Virtually all early postoperative radical prostatectomy (RP) complications are directly related to patient age, investigators concluded based on a recent retrospective study. The influence of age on postoperative complications is especially pronounced among patients aged 70 years or older.
As a result of study findings, older patients should be informed about potentially higher complication rates, according to investigators. “Similarly, older patients may require longer hospital stay, even though the absolute increase in individual patients may be marginal at best,” the authors wrote in European Urology Focus.
The study found that each 1-year increase in age at the time of surgery independently predicted significant 2% increased odds of complications overall and 3%, 3%, and 2% increased odds of intraoperative, cardiac, and pulmonary complications, respectively, after adjusting for multiple variables, Felix Preisser, MD, of University Hospital Frankfurt in Germany, and colleagues reported.

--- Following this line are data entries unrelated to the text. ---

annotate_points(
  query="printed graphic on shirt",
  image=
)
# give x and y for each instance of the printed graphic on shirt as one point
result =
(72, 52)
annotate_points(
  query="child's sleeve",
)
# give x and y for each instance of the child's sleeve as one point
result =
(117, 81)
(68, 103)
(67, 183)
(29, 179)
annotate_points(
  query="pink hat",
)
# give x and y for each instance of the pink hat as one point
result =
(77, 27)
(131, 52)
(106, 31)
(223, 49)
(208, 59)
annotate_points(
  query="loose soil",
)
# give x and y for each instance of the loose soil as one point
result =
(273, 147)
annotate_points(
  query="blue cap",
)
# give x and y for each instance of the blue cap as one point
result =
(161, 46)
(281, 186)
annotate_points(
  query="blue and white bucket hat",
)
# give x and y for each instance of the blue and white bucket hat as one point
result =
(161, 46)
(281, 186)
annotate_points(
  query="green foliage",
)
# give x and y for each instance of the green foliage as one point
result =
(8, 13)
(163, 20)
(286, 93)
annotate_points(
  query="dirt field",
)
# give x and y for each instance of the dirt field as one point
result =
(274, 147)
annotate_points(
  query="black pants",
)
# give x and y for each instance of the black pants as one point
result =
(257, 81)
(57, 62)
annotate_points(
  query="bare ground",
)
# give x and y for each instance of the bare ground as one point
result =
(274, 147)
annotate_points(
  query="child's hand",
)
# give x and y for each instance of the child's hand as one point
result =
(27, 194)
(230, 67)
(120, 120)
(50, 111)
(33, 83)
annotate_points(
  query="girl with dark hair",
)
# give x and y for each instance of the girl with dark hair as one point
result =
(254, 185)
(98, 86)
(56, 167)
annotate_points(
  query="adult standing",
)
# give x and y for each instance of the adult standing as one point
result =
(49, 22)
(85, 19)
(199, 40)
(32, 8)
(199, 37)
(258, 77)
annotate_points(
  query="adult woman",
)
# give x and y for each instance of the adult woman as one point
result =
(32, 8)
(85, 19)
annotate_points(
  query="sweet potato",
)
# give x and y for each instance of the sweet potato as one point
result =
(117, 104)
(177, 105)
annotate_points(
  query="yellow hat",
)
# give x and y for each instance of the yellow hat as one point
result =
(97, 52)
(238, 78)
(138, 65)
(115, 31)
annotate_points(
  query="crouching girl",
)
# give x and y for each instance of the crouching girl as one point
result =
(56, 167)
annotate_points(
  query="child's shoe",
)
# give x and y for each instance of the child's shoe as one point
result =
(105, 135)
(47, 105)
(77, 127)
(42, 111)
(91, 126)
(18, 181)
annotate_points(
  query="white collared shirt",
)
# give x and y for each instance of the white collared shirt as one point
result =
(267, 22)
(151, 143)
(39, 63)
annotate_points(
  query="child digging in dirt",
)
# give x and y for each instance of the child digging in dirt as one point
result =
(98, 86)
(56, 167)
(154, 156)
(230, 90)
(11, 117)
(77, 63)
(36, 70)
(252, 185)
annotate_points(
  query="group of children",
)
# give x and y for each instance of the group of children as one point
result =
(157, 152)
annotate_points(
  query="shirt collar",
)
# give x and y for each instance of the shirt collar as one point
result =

Increasing age also was associated with longer hospital stays.
Further, compared with patients younger than 70 years, those aged 70 years and older had significant 26% increased odds of overall complications, 43% increased odds of intraoperative complications, and 40%, 25%, 27%, and 27% increased odds of genitourinary, miscellaneous surgical, miscellaneous medical, and vascular complications, respectively.
For the study, Dr Preisser’s team used the National Inpatient Sample database to identify 68,780 patients with prostate cancer (PCa) who underwent robotic-assisted or open RP from 2008 to 2013. Patients had a median age of 62 years. The database includes 20% of US inpatient hospitalizations, with discharge abstracts from 8 million hospital stays, the authors noted. In the study cohort as a whole, 57.3% underwent robotic-assisted RP (RARP). Overall complications developed in 12.4% of patients.